The alternative to a maternally mediated effect is a more direct effect by sires, through small RNAs or proteins deposited in the sperm cytoplasm, or through epigenetic modifications of the DNA transferred to offspring. Since D. melanogaster lacks methylation and there is no evidence as yet for paternal effects mediated by sperm loaded with small RNAs or proteins in this species [56], this leaves the possibility that the effect we observe is caused by remodelled chromatin. A previous study has indeed shown that diet-induced changes in chromatin state can affect lifespan in Drosophila [57]. While our study did not investigate this option, the lack of variation among grand offspring in the among-population study allows us to conclude that there at least is no evidence for multigenerational effects due to chromatin state [58]. A potential caveat with this conclusion is that the difference in PIGEs between the two populations randomly chosen for this test was small to start with. The lack of variation among grand offspring also suggests that the effect we observe on offspring does not result from differences in germline mutation rates among sires with different genotypes.

We chose lifespan as the readout in our assays, as it is a highly complex trait susceptible to environmental perturbations and influenced by many genes [59]. Lifespan should hence be sensitive to PIGEs if such exist. It is not clear to what extent lifespan is relevant in the laboratory context (especially for populations cultured on short discrete generation cycles), but in the wild it correlates with other life-history traits and shows consistent variation along multiple latitudinal clines (reviewed by [60]). Few studies have tested for PIGEs in general, and we are not aware of any that have addressed their effect on lifespan. Studies investigating the effect of the paternal environment on offspring lifespan are also rare [61], with the one exception of paternal age. In general, these studies show that older fathers have a negative effect on offspring lifespan, but the results span the entire outcome space and are sometimes complex (reviewed in [62]). Studies on D. melanogaster [63] and antler flies (Protopiophila litigata) [64] found that older fathers in general have longer-lived offspring, while no effect was found in studies of a butterfly [65] and the house sparrow [66]. Negative effects of old fathers have been observed in mice [67,68], the common tern [69] and a neriid fly species [70]. It is possible that the shorter lifespan of offspring to older fathers is explained by the accumulation of mutations in the male germline with age [71], but the age-associated epigenetic changes observed in sperm DNA in mice [68], and the large paternal effect seen across two generations in a fly species [70], suggest paternal effects. Intriguingly, paternal diet and access to food may also influence offspring lifespan, as several studies have found associations between paternal diet and diverse disease phenotypes in offspring [72].

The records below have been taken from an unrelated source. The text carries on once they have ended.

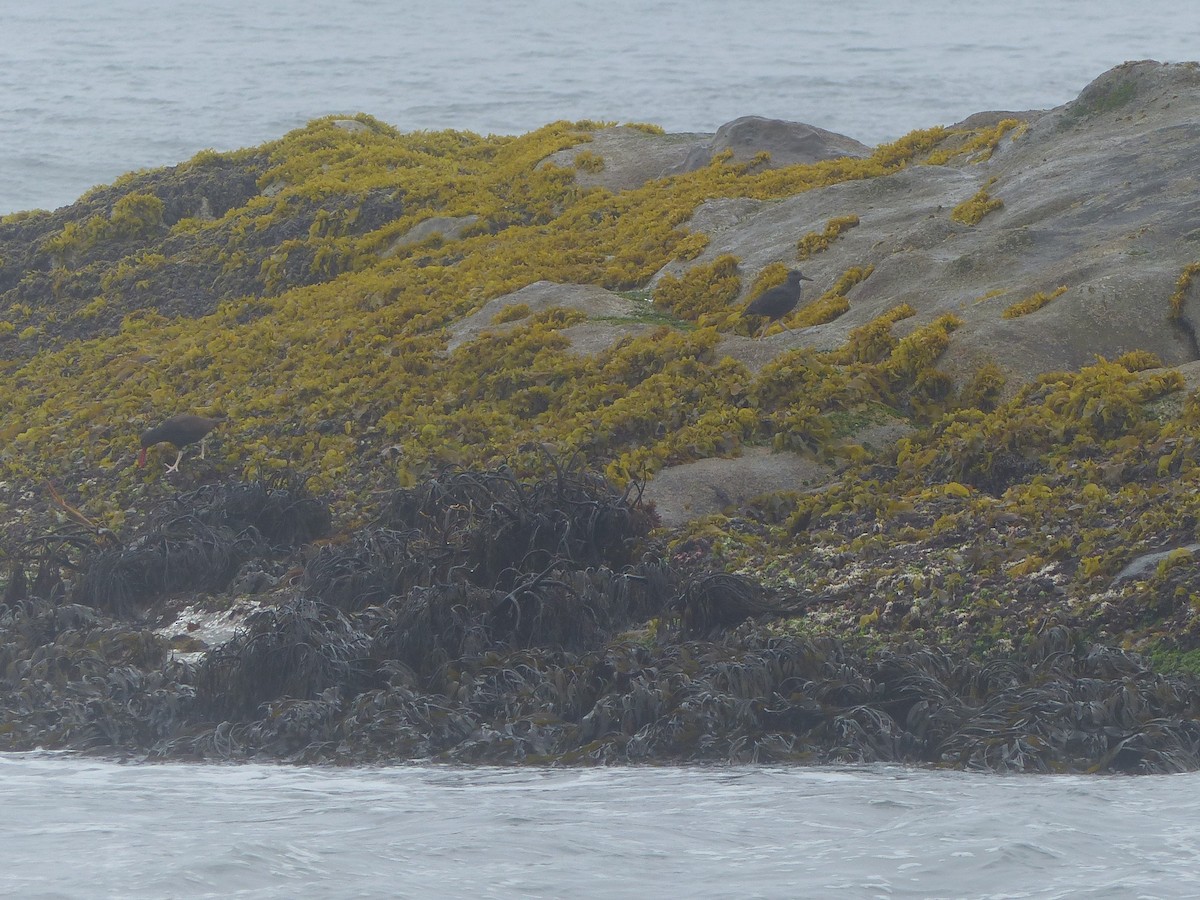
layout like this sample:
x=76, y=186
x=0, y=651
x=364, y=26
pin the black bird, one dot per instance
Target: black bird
x=179, y=431
x=780, y=300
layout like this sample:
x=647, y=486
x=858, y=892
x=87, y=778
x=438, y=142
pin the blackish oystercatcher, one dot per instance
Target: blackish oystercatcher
x=179, y=431
x=780, y=300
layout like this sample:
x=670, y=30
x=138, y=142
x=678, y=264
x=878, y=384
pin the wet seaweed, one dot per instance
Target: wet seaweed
x=297, y=651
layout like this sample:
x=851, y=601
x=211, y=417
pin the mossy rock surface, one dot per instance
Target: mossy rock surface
x=371, y=311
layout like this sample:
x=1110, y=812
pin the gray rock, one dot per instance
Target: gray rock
x=789, y=143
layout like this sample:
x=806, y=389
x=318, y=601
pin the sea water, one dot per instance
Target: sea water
x=84, y=828
x=91, y=90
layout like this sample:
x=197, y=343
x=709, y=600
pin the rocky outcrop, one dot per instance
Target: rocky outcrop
x=1098, y=196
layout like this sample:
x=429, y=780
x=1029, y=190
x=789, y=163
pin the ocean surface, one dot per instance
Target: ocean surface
x=91, y=90
x=84, y=828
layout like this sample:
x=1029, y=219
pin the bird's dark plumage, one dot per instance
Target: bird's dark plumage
x=179, y=431
x=780, y=300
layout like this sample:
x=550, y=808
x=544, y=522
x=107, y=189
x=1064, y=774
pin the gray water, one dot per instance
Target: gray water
x=87, y=828
x=90, y=90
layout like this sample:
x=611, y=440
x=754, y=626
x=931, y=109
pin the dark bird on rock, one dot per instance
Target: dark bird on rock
x=179, y=431
x=780, y=300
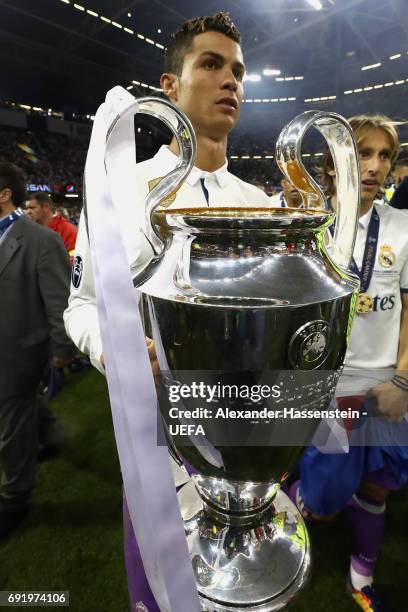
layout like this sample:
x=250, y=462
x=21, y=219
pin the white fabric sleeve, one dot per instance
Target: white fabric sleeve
x=81, y=316
x=404, y=275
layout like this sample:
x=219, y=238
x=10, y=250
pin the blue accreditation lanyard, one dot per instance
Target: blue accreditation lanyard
x=370, y=251
x=205, y=191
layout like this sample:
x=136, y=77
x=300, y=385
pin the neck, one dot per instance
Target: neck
x=6, y=209
x=210, y=153
x=364, y=205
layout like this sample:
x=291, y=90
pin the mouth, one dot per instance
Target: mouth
x=230, y=103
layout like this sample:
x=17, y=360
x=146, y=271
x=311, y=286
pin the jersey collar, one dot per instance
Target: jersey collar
x=167, y=159
x=364, y=220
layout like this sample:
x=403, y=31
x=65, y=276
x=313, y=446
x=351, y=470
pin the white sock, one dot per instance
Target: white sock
x=358, y=581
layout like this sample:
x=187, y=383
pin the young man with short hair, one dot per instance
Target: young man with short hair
x=289, y=197
x=203, y=76
x=39, y=208
x=376, y=368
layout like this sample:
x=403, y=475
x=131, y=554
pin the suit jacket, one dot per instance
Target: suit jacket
x=34, y=289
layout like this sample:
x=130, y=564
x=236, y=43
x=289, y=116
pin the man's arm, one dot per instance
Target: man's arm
x=53, y=279
x=391, y=397
x=81, y=316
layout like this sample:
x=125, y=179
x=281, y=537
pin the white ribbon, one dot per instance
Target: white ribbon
x=146, y=472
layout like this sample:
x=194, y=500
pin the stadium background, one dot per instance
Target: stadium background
x=58, y=60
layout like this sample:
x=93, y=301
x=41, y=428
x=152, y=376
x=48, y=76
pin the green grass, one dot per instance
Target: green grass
x=72, y=538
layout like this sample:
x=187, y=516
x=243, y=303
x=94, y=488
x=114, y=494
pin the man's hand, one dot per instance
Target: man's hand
x=392, y=402
x=60, y=362
x=152, y=356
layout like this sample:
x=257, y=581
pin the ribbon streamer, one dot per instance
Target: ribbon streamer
x=147, y=476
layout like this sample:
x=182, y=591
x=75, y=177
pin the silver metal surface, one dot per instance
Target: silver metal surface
x=248, y=285
x=253, y=290
x=340, y=139
x=258, y=568
x=179, y=124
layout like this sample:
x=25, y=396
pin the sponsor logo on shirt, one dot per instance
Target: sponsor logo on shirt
x=77, y=270
x=167, y=201
x=386, y=257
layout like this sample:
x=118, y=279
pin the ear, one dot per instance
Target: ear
x=5, y=195
x=169, y=83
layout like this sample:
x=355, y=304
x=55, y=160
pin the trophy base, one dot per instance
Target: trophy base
x=253, y=568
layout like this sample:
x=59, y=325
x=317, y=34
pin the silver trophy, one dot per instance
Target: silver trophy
x=232, y=294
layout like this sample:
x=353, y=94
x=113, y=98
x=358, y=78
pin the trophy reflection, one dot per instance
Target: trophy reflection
x=241, y=292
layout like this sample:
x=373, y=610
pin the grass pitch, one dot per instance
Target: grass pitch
x=72, y=538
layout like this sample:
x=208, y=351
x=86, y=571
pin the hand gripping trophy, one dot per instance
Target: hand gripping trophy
x=236, y=297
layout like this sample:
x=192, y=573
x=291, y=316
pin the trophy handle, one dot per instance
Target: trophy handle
x=182, y=130
x=339, y=137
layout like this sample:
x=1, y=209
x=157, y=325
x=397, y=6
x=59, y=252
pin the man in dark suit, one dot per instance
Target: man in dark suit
x=34, y=288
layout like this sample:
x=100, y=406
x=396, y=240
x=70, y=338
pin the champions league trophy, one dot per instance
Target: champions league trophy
x=251, y=290
x=248, y=295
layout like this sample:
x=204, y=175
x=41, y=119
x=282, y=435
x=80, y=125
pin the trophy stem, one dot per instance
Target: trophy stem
x=256, y=566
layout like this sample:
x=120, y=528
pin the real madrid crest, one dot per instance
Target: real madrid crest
x=170, y=198
x=309, y=345
x=386, y=257
x=365, y=303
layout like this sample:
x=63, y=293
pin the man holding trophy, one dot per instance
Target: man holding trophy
x=238, y=294
x=203, y=75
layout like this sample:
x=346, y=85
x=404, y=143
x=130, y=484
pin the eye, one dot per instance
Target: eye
x=210, y=64
x=238, y=74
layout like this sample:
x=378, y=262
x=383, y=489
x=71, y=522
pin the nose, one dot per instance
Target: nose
x=373, y=164
x=230, y=81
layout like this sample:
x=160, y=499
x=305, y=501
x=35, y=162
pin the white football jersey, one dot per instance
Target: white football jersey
x=375, y=335
x=212, y=189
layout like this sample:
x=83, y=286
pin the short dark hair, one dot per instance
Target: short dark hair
x=41, y=196
x=360, y=124
x=12, y=177
x=182, y=40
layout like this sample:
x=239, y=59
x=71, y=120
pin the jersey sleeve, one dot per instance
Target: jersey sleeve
x=81, y=316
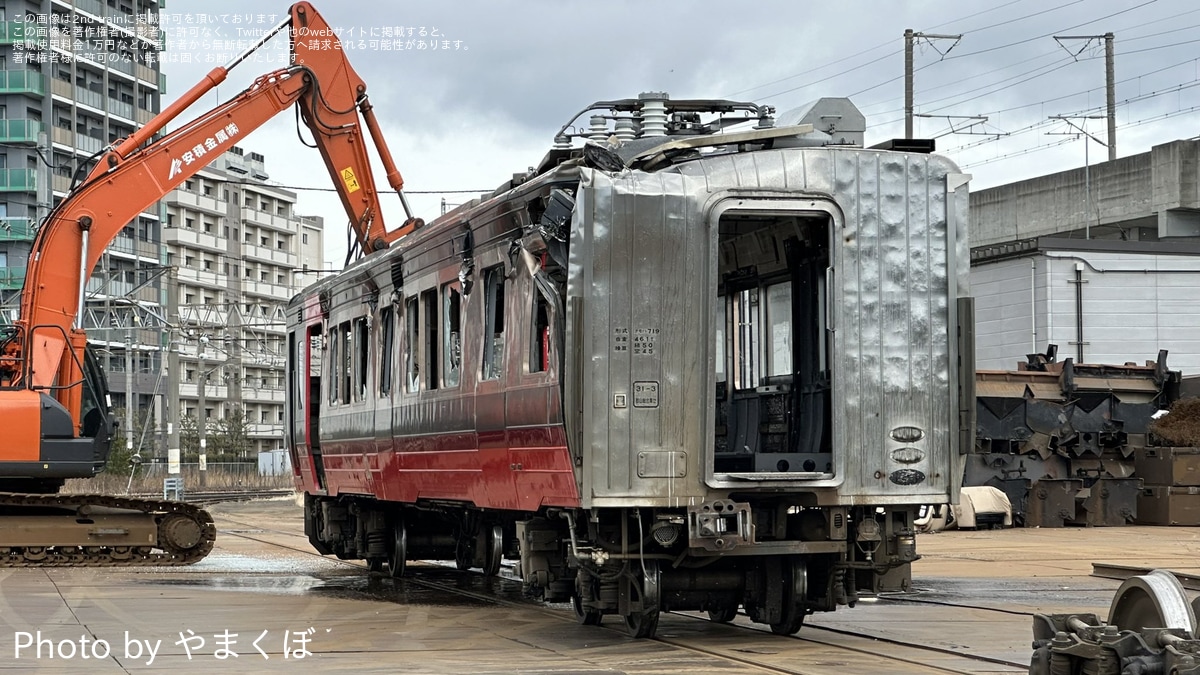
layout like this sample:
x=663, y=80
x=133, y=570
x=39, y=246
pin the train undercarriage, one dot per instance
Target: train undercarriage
x=775, y=560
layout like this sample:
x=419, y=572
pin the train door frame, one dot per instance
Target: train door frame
x=315, y=393
x=829, y=470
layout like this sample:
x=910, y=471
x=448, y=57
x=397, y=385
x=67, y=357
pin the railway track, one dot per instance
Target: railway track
x=816, y=650
x=229, y=495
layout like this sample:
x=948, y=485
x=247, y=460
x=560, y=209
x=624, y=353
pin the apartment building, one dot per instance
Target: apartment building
x=238, y=252
x=77, y=75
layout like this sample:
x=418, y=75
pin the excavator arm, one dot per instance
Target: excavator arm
x=42, y=357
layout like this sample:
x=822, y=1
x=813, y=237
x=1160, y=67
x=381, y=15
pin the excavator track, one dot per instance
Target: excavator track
x=101, y=531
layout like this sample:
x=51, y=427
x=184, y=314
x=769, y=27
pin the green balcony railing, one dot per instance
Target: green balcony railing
x=17, y=230
x=19, y=131
x=22, y=82
x=12, y=278
x=18, y=180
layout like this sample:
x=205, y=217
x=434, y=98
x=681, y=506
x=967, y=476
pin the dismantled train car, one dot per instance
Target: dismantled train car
x=708, y=360
x=1062, y=438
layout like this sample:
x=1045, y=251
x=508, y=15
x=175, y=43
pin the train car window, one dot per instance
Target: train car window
x=539, y=344
x=298, y=353
x=412, y=339
x=493, y=323
x=720, y=339
x=430, y=302
x=747, y=358
x=451, y=346
x=361, y=357
x=779, y=329
x=334, y=351
x=345, y=365
x=387, y=344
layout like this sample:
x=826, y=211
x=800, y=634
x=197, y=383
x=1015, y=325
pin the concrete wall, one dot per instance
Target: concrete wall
x=1157, y=191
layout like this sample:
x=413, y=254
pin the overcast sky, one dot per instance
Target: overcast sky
x=468, y=117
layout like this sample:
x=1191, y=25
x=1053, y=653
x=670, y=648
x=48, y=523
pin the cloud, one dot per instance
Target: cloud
x=469, y=117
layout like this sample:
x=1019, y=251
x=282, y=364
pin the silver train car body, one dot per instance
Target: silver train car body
x=760, y=357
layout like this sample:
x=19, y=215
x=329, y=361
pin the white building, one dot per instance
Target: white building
x=1107, y=302
x=237, y=250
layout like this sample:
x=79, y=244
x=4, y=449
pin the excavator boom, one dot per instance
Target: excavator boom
x=51, y=389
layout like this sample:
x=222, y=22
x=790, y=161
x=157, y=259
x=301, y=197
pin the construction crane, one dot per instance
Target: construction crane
x=54, y=396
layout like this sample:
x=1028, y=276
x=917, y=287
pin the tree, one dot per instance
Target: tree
x=119, y=457
x=189, y=438
x=231, y=436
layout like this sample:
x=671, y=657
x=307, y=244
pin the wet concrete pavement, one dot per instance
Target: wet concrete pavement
x=264, y=597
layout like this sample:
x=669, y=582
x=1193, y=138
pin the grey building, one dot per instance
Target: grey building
x=79, y=75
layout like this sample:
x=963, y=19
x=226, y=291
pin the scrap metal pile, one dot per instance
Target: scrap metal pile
x=1151, y=629
x=1060, y=438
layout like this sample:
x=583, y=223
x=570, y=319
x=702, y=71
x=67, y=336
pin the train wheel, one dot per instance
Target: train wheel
x=643, y=621
x=796, y=590
x=586, y=615
x=723, y=614
x=399, y=555
x=1152, y=601
x=463, y=555
x=495, y=551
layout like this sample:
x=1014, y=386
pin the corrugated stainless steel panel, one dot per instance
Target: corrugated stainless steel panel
x=643, y=303
x=893, y=338
x=642, y=258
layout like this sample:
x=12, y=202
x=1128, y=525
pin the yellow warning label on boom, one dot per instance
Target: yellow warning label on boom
x=351, y=180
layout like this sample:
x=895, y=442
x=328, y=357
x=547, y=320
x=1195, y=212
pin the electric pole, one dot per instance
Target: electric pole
x=909, y=39
x=1110, y=94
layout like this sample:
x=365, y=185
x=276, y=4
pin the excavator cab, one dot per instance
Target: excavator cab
x=63, y=452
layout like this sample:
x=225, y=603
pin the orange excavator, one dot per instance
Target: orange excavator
x=54, y=402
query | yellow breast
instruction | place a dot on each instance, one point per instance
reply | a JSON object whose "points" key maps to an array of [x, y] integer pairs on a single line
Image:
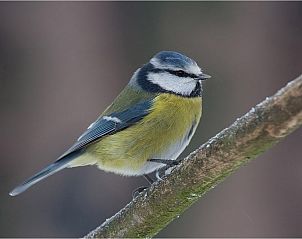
{"points": [[126, 152]]}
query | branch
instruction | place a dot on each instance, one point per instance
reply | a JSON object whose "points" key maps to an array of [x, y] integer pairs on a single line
{"points": [[255, 132]]}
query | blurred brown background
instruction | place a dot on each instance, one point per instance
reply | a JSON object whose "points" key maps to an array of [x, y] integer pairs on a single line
{"points": [[62, 63]]}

In conclusion, generating genetically identical offspring, using fathers that differ with respect to one allelic copy while they share the other copy, is an efficient way to test for PIGEs. Here, we expanded on this approach and developed a method that allows testing nearly complete haploid genomes for PIGEs and used it to test for PIGEs on lifespan over two generations in D. melanogaster. Our findings suggest that PIGEs contribute with a non-trivial component to the total genetic effect that fathers have on their offspring and that they hence could play an important role in the evolution of lifespan. The method opens up the potential for systematic studies of PIGEs in D. melanogaster, which should provide us with a better picture of their generality and importance.